Diess était cependant une figure polarisante, qui estimait que VW avait besoin d'être réveillé à plusieurs reprises de son sommeil et de se voir rappeler les durs vents de la concurrence provenant de Tesla et des start-ups chinoises de VE.
Pourtant, si vous passez trop peu de temps à forger des alliances et que vous préférez vous battre et laisser votre président réparer les pots cassés et nettoyer les dégâts, cela finit par revenir vous hanter.
En comparaison, Blume peut commencer avec un nouveau mandat du conseil d'administration, sans être encombré par les controverses passées.
- Sans effusion de sang transition vers une génération plus jeune
Dans le passé, Volkswagen a procédé à des purges répétées, en écartant ou en rétrogradant les candidats au poste de PDG qui volaient trop près du soleil.
Bernhard Maier, le patron de Škoda, la marque tchèque de valeur de VW, a été licencié en 2020 pour avoir été trop ambitieux, tandis que des jeunes espoirs comme Christian Senger et Alex Hitzinger ont été écrasés en tentant d'exécuter des réformes clés de l'intérieur.
L'installation de Blume à la tête de l'entreprise s'est faite sans coup férir et sans avertissement, un fait accompli qui devrait limiter les retombées des cadres supérieurs mécontents tout en contribuant à rajeunir la haute direction du groupe.
- Les VE resteront un pilier stratégique essentiel
Il n'y a aucune raison de croire que VW va revenir sur sa stratégie en matière de VE simplement parce que l'homme le plus identifié à cette stratégie a été licencié.
Si Diess a sans aucun doute joué un rôle déterminant, son prédécesseur avait déjà mis VW sur la voie de l'électrification avec sa "feuille de route E" publiée en septembre 2017.
Les spéculations selon lesquelles les dirigeants syndicaux allemands vont maintenant freiner sont exagérées.
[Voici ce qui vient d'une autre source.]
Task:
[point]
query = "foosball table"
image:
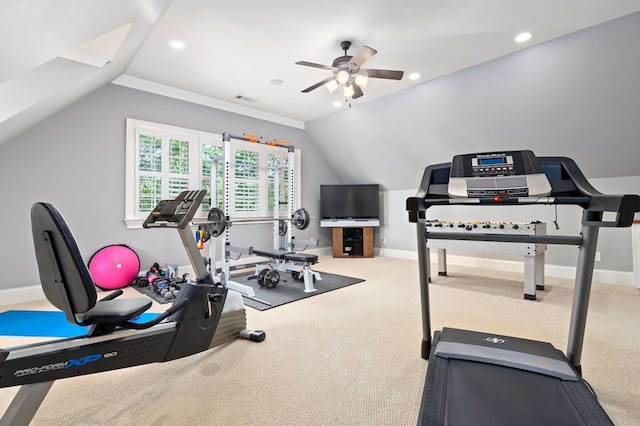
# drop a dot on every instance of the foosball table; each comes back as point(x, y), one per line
point(533, 252)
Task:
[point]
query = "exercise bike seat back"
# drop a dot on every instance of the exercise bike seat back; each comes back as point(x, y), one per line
point(66, 281)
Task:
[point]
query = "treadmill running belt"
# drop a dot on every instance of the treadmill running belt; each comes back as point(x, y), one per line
point(477, 393)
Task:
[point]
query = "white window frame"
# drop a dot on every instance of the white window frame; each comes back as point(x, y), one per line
point(134, 218)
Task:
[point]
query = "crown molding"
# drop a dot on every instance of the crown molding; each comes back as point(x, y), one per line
point(187, 96)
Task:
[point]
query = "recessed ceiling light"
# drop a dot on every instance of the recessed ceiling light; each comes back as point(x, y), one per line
point(176, 44)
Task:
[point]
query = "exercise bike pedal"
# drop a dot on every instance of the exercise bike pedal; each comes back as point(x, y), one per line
point(253, 335)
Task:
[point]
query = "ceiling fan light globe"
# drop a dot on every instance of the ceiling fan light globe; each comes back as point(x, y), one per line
point(349, 90)
point(362, 80)
point(332, 85)
point(342, 76)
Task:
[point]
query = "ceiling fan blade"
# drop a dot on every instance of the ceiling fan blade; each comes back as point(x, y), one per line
point(318, 84)
point(389, 74)
point(311, 64)
point(357, 92)
point(363, 56)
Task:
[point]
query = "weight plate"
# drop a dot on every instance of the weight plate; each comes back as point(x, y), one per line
point(301, 218)
point(219, 222)
point(272, 278)
point(261, 277)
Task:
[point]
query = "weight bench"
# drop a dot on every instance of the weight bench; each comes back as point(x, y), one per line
point(298, 264)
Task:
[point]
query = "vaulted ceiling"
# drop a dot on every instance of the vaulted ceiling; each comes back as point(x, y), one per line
point(241, 55)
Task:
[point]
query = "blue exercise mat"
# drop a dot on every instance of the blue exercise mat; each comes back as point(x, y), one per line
point(46, 324)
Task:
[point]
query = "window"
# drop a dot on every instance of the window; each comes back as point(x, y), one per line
point(163, 160)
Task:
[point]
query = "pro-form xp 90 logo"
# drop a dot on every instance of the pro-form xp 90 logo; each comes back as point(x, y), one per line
point(80, 362)
point(495, 340)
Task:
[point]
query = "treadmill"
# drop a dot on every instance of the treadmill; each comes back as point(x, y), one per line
point(484, 378)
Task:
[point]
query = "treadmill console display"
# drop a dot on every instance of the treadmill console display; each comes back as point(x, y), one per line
point(492, 174)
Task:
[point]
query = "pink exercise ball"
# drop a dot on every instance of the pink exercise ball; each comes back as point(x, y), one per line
point(114, 267)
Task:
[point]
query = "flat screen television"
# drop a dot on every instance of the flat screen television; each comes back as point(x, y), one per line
point(350, 201)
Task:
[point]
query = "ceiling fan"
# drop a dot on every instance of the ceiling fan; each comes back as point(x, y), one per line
point(347, 70)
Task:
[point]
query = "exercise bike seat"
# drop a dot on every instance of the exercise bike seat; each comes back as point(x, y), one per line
point(66, 281)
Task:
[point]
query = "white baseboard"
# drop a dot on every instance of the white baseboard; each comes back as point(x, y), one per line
point(599, 275)
point(12, 296)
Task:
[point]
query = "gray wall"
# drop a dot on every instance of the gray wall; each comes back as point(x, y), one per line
point(576, 96)
point(75, 160)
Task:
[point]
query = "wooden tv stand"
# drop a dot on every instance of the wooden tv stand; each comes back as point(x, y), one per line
point(353, 241)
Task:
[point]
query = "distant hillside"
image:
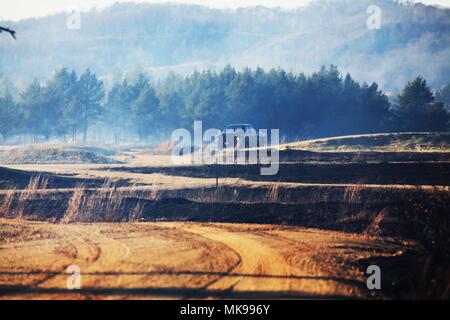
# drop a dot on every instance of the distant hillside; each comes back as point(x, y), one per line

Si l'influent comité d'entreprise du constructeur automobile a reconnu le risque, il a considéré la transition de l'électrification comme une fatalité qui doit être gérée, idéalement par une planification précoce et une attrition démographique.
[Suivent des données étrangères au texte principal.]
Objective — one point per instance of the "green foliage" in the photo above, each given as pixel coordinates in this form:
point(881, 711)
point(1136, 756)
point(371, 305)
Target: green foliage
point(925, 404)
En fait, l'une des principales raisons pour lesquelles Diess a obtenu le poste était sa décision de promettre aux syndicats ce qu'ils n'avaient pas pu obtenir sous Matthias Müller - une usine de fabrication de cellules de batterie en Allemagne, détenue et exploitée par VW.
En outre, l'une de leurs principales préoccupations lors du plan budgétaire annuel de l'année dernière, dans lequel le groupe a affecté 52 milliards d'euros (53 milliards de dollars) aux VE jusqu'en 2026, était l'attribution d'un modèle de VE appelé Trinity à l'usine historique de Wolfsburg.
La ligne de fond
La plus grande force stratégique de VW à l'avenir reste son pivot relativement précoce vers les VE, tandis que sa plus grande vulnérabilité sera toujours son manque d'expertise en matière de logiciels.
Et tandis que Diess obtiendra sa part de crédit pour son adoption anticipée des VE, son licenciement reflète à quel point VW est loin de se transformer en une entreprise technologique axée sur les logiciels comme Tesla.